Search This Blog

Friday, February 11, 2011

Why whiteboarding is going better.

So I made a shift in my class. The circle wasn't working out so well. Students were not discussing and lots of side conversations kept springing up. So I moved towards a presentation style format where one group gets up and presents to the rest of the class. Worked much better. The students were engaged. The students were debating. The students told me later how much fun class was. I love my job.

I think the shift is when only one group is up there is no confusion about who should be talking. When I had two groups go up today the silence happened again. No one took control. Once I had the other groups sit down conversation started again. Very curious to me!

I had a breakthrough with one of my students this week. On Tuesday we were in discussion and she asked me a question about force pairs. I told her I wasn't sure what the answer was. She replied in exasperation, "Yes you DO know the answer! You just want me to have to think!" Yes, Tiffany, yes I do.

Today she struck again. I gave out a quiz today. She glanced at it and said, "This is what we did yesterday."
"Yes," I replied."
"And this question is what we did earlier in the week!"
"Yep!"
"And I know this one too!"
"Tiffany, are you complaining that you understand everything on the quiz?"
"*chuckles* I guess I am!

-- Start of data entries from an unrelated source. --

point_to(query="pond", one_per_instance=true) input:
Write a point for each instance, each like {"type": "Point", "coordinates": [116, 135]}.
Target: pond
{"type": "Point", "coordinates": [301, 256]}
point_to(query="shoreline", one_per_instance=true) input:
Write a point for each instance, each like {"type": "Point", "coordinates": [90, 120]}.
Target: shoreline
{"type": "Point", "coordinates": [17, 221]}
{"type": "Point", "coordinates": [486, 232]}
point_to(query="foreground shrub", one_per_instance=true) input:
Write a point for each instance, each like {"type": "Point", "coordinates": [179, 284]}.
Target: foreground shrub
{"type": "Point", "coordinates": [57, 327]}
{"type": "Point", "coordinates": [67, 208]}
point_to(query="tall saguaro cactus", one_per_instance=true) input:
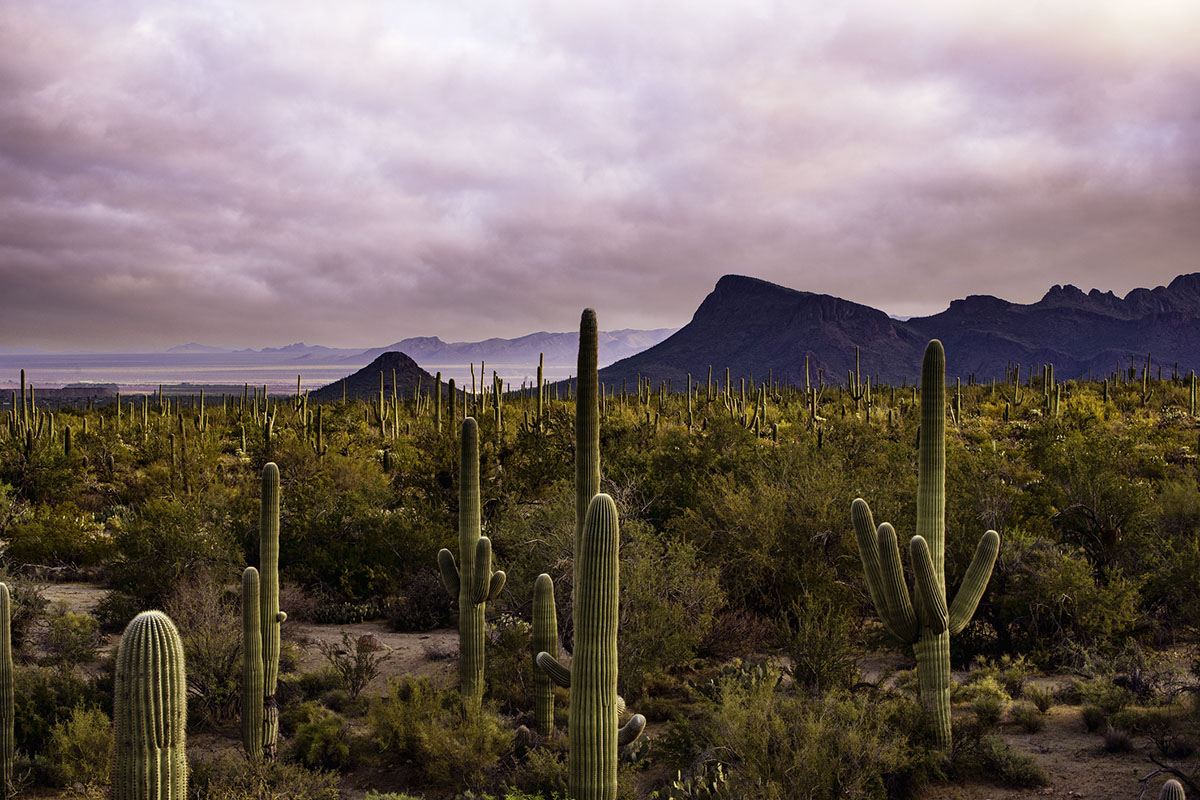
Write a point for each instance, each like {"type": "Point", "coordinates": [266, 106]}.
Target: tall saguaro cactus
{"type": "Point", "coordinates": [929, 623]}
{"type": "Point", "coordinates": [6, 695]}
{"type": "Point", "coordinates": [594, 709]}
{"type": "Point", "coordinates": [270, 618]}
{"type": "Point", "coordinates": [587, 426]}
{"type": "Point", "coordinates": [545, 639]}
{"type": "Point", "coordinates": [150, 711]}
{"type": "Point", "coordinates": [472, 579]}
{"type": "Point", "coordinates": [251, 666]}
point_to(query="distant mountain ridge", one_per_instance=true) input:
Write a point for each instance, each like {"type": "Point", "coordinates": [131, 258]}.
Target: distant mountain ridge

It's just not a very usual occurrence for me!"

6 comments:

  1. It's kind of funny. I just switched over to presentation style whiteboard discussions last week as well. It is totally awesome that we had Don and Laura to learn from. Two very different modellers with very different styles.

    ReplyDelete
  2. When you do presentation style, are the boards all the same problem/lab or different?

    ReplyDelete
  3. Hey Frank,

    I still do where 2 or three groups do a certain problem. The first group presents and then subsequent groups come up after. If there are glaring confusion I will pull another group up earlier for a comparison. I find that I'm getting better at circulating while they are creating boards so most of the huge errors are gone before the discussion starts. (Although of course I let some through that happen often so they can be dispelled through the power of the circle!)

    I find that my students are much more focused this way but I don't want to abandon the circle completely. I think you just need to switch it up every now and again.

    ReplyDelete
  4. This comment has been removed by a blog administrator.

    ReplyDelete
  5. Bryan, I tried this recently too. I think it really depends on the class. But continuing with Frank's question I think it definitely matters whether all groups have the same information on their boards or not. If all of the boards are the same I think I would stick with the circle.

    ReplyDelete
  6. I think that is probably a good point. Like a post-lab whiteboard session would probably be better in a circle. Homework problems are better maybe in a presentation style. Actually I think both are fine. Sometimes it is nice to switch things up a bit.